Communication and Support
Empathetic and supportive communication from managers and people leaders are crucial. It is imperative that you think about how you can support your employees during these uncertain times.
Beyond Blue, recommends the following tips to help maintain a mentally healthy workplace:
- Maintain regular communication with employees.
- Keep staff up to date about your business response to the coronavirus outbreak.
- Make sure that your staff is aware of the support that is available to them (for example, if you have an EAP program in place, make sure that staff can easily access the program).

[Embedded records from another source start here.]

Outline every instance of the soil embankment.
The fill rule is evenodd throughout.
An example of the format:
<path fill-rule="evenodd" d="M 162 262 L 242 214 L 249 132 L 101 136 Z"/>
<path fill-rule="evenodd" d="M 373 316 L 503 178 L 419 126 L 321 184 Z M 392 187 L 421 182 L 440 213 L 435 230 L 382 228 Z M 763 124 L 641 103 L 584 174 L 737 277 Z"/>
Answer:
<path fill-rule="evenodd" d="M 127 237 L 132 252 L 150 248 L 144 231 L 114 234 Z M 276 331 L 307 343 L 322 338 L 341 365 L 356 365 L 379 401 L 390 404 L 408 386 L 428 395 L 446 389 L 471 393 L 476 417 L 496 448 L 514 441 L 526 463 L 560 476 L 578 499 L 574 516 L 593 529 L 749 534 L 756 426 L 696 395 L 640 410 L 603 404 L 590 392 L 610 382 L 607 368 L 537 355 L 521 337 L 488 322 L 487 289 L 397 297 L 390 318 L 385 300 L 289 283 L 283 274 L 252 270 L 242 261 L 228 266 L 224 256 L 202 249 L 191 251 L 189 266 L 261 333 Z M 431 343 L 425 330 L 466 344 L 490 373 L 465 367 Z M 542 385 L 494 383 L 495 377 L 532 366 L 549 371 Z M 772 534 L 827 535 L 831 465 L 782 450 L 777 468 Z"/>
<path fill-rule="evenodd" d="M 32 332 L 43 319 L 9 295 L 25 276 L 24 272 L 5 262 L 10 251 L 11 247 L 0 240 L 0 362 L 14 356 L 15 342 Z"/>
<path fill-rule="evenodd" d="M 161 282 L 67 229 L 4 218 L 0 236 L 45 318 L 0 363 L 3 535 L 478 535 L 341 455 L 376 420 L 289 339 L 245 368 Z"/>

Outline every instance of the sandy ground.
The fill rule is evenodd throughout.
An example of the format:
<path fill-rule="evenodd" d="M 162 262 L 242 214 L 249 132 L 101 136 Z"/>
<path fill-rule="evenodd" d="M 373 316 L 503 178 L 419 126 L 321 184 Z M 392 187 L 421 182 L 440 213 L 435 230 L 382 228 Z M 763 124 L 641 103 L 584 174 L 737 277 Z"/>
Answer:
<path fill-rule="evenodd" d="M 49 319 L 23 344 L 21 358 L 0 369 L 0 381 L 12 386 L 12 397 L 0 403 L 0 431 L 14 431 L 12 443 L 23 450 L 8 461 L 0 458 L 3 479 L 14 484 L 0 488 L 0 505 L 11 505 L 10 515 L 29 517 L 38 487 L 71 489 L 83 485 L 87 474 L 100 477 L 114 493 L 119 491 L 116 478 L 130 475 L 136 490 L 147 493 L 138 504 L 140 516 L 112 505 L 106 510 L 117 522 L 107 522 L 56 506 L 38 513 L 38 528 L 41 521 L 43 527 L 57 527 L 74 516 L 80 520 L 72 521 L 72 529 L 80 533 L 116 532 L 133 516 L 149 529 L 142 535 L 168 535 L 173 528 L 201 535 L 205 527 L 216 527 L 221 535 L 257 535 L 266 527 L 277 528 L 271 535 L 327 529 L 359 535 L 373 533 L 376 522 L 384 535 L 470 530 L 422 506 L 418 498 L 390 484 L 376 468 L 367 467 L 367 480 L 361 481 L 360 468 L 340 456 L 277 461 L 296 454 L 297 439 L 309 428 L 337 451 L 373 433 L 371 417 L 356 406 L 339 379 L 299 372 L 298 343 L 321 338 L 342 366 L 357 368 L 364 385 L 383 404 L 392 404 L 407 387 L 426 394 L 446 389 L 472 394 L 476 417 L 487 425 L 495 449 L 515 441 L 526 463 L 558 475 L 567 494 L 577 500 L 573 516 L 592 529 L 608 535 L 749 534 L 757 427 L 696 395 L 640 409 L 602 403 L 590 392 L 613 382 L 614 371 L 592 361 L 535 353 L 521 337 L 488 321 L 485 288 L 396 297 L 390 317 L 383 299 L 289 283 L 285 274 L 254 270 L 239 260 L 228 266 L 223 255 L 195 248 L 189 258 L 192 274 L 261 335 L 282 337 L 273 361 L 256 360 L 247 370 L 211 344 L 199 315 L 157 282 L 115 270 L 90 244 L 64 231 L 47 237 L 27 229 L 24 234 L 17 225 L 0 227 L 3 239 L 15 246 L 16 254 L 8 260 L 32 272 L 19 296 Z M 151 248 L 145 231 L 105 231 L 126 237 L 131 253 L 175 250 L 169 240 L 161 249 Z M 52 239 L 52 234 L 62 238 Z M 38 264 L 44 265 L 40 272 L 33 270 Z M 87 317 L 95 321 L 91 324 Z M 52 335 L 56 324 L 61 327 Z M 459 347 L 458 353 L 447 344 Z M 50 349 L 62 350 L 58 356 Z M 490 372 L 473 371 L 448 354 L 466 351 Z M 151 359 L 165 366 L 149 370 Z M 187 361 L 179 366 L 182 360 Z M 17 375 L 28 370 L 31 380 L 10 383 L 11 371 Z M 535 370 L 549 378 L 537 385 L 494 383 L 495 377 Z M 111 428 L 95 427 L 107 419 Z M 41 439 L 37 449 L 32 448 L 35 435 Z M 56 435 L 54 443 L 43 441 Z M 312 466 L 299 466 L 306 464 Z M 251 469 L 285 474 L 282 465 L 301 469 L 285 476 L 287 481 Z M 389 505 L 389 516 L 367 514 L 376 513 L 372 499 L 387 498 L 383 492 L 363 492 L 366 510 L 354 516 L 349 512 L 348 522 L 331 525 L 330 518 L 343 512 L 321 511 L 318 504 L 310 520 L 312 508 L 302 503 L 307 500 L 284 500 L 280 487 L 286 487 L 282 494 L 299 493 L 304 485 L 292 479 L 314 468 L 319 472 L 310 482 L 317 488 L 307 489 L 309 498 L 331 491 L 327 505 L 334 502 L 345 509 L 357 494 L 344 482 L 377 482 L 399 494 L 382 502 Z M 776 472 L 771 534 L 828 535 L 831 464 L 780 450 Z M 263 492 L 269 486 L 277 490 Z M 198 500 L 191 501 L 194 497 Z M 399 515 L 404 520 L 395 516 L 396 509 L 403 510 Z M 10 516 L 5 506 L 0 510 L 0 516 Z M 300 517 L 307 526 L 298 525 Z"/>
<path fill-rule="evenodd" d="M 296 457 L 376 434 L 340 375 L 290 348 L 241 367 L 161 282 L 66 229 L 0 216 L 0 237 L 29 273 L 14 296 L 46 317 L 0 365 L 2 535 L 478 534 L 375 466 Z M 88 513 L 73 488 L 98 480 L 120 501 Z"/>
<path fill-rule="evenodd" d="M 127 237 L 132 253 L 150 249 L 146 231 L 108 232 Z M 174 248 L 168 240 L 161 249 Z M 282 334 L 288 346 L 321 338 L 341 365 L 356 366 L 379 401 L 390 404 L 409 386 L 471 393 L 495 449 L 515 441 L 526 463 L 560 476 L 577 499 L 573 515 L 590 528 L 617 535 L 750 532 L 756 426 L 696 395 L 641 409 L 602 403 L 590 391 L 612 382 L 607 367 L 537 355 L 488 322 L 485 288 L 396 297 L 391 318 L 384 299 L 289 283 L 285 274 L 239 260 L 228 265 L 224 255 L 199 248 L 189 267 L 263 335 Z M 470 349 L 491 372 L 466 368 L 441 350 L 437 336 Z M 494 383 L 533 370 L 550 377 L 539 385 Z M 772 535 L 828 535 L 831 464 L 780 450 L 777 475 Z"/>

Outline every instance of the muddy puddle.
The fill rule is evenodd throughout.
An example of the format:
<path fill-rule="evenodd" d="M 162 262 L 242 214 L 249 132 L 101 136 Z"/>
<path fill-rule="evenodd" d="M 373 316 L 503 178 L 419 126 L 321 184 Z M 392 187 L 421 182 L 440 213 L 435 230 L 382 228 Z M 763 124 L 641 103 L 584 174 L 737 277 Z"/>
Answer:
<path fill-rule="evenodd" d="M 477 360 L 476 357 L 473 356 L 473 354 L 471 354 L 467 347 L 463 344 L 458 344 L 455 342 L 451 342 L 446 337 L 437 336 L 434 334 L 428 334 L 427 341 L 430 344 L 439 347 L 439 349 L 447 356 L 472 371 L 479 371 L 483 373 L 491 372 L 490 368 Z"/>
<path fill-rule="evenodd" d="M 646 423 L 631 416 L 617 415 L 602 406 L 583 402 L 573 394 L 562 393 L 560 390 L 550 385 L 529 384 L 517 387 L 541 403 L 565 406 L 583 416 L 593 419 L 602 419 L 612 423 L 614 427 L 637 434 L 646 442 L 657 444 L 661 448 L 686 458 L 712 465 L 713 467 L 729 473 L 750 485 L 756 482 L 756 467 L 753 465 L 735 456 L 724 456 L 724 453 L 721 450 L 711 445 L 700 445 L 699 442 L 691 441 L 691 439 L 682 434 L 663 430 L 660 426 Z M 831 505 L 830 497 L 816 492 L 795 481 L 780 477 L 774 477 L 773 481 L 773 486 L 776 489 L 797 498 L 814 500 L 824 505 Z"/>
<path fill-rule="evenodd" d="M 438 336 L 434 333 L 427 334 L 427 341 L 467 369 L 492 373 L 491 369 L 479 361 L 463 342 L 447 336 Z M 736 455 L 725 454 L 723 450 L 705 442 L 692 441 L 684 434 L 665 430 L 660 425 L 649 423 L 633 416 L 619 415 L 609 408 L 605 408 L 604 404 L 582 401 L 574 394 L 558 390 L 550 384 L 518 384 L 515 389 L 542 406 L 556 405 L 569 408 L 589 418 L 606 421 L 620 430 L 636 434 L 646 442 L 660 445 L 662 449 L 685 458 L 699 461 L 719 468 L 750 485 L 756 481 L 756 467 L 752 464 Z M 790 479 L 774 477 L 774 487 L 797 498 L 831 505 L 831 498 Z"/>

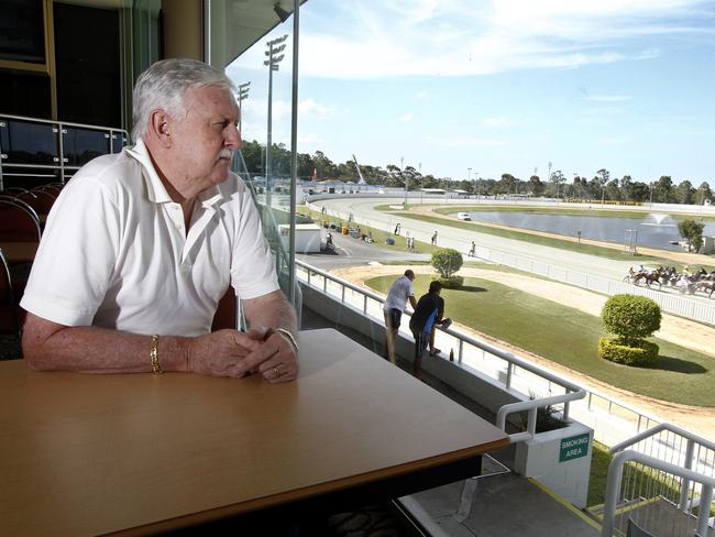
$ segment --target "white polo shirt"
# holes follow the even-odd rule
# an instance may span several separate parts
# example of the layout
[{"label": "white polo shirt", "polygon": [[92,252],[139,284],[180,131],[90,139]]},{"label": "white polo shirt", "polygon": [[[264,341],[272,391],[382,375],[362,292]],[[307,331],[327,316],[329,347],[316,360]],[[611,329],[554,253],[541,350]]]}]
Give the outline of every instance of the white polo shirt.
[{"label": "white polo shirt", "polygon": [[63,189],[20,305],[65,326],[199,336],[229,283],[240,298],[278,288],[248,188],[231,174],[201,193],[187,234],[140,140]]},{"label": "white polo shirt", "polygon": [[400,311],[405,311],[405,306],[410,296],[415,296],[413,282],[407,276],[398,277],[387,293],[383,310],[399,309]]}]

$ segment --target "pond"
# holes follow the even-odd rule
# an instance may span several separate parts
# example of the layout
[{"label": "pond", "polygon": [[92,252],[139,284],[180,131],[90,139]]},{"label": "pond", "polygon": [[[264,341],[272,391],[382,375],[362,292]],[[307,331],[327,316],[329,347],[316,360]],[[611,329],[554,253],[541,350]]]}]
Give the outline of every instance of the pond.
[{"label": "pond", "polygon": [[[472,220],[499,223],[513,228],[547,231],[582,239],[628,244],[634,237],[638,246],[682,250],[678,222],[669,215],[651,213],[645,218],[616,218],[588,215],[539,215],[518,211],[470,211]],[[632,231],[629,231],[632,230]],[[705,222],[703,234],[715,235],[715,222]]]}]

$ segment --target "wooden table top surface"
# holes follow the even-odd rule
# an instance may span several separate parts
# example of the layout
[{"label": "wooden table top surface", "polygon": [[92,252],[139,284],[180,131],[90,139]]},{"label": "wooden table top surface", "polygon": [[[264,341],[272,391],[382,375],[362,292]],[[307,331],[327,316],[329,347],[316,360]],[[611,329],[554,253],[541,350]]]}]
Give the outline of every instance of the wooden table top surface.
[{"label": "wooden table top surface", "polygon": [[0,362],[3,533],[180,527],[508,443],[336,330],[304,331],[299,344],[299,379],[276,385]]}]

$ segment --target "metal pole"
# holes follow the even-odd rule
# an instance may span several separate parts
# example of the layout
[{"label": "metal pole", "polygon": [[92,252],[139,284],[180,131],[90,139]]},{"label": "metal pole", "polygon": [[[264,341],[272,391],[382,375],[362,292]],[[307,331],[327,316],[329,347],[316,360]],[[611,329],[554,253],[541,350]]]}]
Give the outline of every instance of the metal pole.
[{"label": "metal pole", "polygon": [[290,110],[290,237],[288,249],[288,299],[296,304],[296,189],[298,184],[298,41],[300,0],[293,0],[293,101]]},{"label": "metal pole", "polygon": [[273,121],[273,42],[268,43],[268,128],[265,146],[265,206],[271,210],[271,125]]}]

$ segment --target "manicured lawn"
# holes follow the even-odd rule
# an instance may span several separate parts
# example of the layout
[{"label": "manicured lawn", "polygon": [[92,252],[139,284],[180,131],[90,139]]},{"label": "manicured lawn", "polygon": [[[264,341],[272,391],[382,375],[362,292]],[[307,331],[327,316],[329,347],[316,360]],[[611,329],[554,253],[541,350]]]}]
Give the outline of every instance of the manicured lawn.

- If you are concerned about a work colleague, make sure to check-in, have a conversation with them and encourage them to get the support that they need.
- Be aware that individual circumstances vary and consider options to support each team member’s needs.
- Provide strong IT support and guidelines for remote working so employees can be fully productive.
- Be mindful of the disruption that potential school closures may cause to families.
- Agree on working hours that employees know they are not expected to work beyond.
- Touch base with each team member daily and have regular one-to-one meetings.
- Remind employees to work in ways that are kind to their mind and body.
- Maintain regular virtual team meetings.
Also, remember that being a manager does not make you immune to the same stresses as your employees, you need to take care of yourself too.
Education and Awareness
Managers and People Leaders should endeavour to educate themselves on the impact of mental health in the workplace, and measures that can be implemented to support the workforce. A mentally healthier workplace leads to a productive and healthy workforce. These measures are especially important as we collectively endeavour to keep afloat during the pandemic.
Keeping aware of signs of struggle can be an eye-opener as to how to promote a mentally healthier workplace. According to the Black Dog Institute, when it comes to assessing how employees are coping, keep an eye out for changes in demeanour. Although body language may be hard to see as we work remotely, it can be a fairly reliable indicator of mood, as can the underlying tone of emails and phone calls, and the speed at which employee’s response.
Further to this, changes in a staff members attitude towards work and productivity may also be an indicator, however caution must be exercised as it is likely that this may be as a result of significant workplace changes. Either way – be aware of any signs of struggle and check in with your staff (with non-judgement and compassion) and offer any assistance to reduce any pressure they may be feeling.